Com'è il rapporto tra le famiglie rom, sinte e caminanti e le altre famiglie?
Il rapporto è inesistente e mancano inviti reciproci: nessun bambino genovese è andato a trovare i compagni rom e viceversa. Il progetto ha sicuramente favorito occasioni di incontro e di conoscenza e ha rafforzato il clima di fiducia tra le famiglie rom e la scuola.
Il progetto ha coinvolto figure professionali diverse: operatori, insegnanti, dirigenti scolastici, docenti e altri esperti. Com'è andato il lavoro di rete tra tutti questi soggetti?

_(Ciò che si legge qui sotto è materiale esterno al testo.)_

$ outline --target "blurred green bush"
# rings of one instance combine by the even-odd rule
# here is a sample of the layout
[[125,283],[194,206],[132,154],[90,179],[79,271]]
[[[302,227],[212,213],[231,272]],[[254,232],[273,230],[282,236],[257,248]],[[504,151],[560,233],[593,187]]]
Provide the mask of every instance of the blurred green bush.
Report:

L'interazione tra soggetti che appartengono ad amministrazioni diverse, insegnanti, operatori e referenti esterni non è facile; la collaborazione c'è stata ma il lavoro di rete può sicuramente migliorare. Il rapporto più delicato è quello tra il mondo della scuola e i servizi comunali, non solo per alcune difficoltà legate alle occasioni di incontro, ma anche per la gestione di qualche piccola questione burocratica. Se il progetto proseguirà avremo bisogno di maggiori chiarimenti da parte del Comune sugli aspetti organizzativi e tecnici.
Quali sono i principali punti di forza e le criticità della sperimentazione?
I punti di forza: aver coinvolto l'intero gruppo classe e aver offerto l'opportunità di una conoscenza diretta tra il mondo della scuola e le famiglie rom, che non può non portare buoni frutti. Una criticità, a cui ho già accennato prima, riguarda i rapporti con il Comune (l'aspetto finanziario e altri aspetti da chiarire); un'altra criticità è il fatto di non aver potuto coinvolgere nel progetto anche la scuola primaria.